The Applicant didn’t reside in Canada from June 13, 2010, to July 19, 2018

[51] At the General Division hearing, the Applicant admitted that her absences from Canada grew longer from 2012 until her husband’s death in 2015. During those years, multiple health problems—hers but particularly her husband’s—kept her from returning to Canada as often as she would have liked.

[52] However, I have to assess the Applicant’s residence based on the strength of her ties to Canada, not on her intentions to reside in Canada.Footnote 31

[53] Although the Applicant admits that her absences from Canada grew longer from 2012 to 2015, there is compelling evidence that her lengthy absences actually began in June 2010 and continued until 2018. On this point, I place significant weight on the list of trips prepared by Air Algérie, the Applicant’s preferred airline since June 2007.Footnote 32 This list is consistent with the entries into Canada logged by the Canada Border Services Agency.Footnote 33

[54] The Applicant’s lengthy absences are shown in a table that the General Division prepared at page 20 of its decision. Although I have noted some minor errors in the table, the Applicant hasn’t really disputed the conclusion that flows from it: During those years, she spent much more time in Algeria than in Canada.

[55] Despite the Applicant’s continuing ties to Canada, significant weight has to be placed on her frequent and lengthy absences, which prevent me from concluding that she resided in Canada during that period.

Conclusion

[56] Overall, I have found that the General Division made errors of fact and law when it found that the Applicant’s residence in Canada was interrupted on February 10, 2007. These errors justify my intervention in this case and allow me to give the decision the General Division should have given.

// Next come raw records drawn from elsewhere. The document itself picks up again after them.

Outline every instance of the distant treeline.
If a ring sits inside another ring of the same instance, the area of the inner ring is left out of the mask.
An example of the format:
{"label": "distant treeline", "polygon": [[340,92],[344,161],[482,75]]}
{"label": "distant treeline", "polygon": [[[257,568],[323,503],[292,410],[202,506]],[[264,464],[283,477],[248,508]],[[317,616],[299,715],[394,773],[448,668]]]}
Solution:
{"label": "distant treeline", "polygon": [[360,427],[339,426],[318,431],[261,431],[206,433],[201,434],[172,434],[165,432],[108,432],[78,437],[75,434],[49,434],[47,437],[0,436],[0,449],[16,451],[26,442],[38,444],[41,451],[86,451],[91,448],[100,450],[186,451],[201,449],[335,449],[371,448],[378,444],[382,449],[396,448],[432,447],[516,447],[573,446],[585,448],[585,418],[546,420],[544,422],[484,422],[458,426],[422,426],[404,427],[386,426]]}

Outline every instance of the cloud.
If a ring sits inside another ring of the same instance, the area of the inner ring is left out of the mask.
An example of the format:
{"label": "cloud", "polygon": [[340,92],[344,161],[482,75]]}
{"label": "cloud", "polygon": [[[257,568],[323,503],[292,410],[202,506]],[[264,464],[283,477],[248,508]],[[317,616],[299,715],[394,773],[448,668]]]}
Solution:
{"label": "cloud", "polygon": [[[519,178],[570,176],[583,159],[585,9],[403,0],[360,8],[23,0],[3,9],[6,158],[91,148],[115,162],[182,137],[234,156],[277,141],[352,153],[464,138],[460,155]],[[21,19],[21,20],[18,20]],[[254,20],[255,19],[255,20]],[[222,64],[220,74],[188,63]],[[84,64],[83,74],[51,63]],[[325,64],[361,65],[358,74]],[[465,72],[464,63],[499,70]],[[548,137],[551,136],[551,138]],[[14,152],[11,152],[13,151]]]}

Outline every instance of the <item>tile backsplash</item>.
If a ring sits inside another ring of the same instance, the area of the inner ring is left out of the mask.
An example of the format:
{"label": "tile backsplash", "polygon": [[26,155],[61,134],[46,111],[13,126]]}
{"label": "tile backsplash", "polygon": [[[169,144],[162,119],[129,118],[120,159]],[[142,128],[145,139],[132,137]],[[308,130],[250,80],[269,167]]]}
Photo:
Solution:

[57] I find that the Applicant resided in Canada from May 31, 1995, to June 12, 2010.

[58] This means that the Applicant is eligible for a partial OAS pension and for the Supplement from August 2006. Her eligibility for these benefits continues until the end of her residence in Canada in June 2010, and for six months after that.Footnote 34

[59] The Applicant’s eligibility for the Allowance depends on her husband’s residence in Canada. I admit that there is some logic in applying the findings in this decision to the husband’s situation. But that decision is up to the Minister. The decision in the husband’s case wasn’t appealed to the Tribunal. So, I can’t make a finding on this issue.

[60] The evidence suggests that the Applicant might have re-established residence in Canada, and her eligibility for benefits, after July 19, 2018. The Minister retains the option of assessing the Applicant’s Canadian residence after that date.

[61] It is also up to the Minister to determine the specific amounts the Applicant is entitled to, based on the period of Canadian residence accepted by the Tribunal and any other relevant factor.

[62] Since I didn’t accept the entire period of Canadian residence claimed by the Applicant, I am allowing her appeal in part.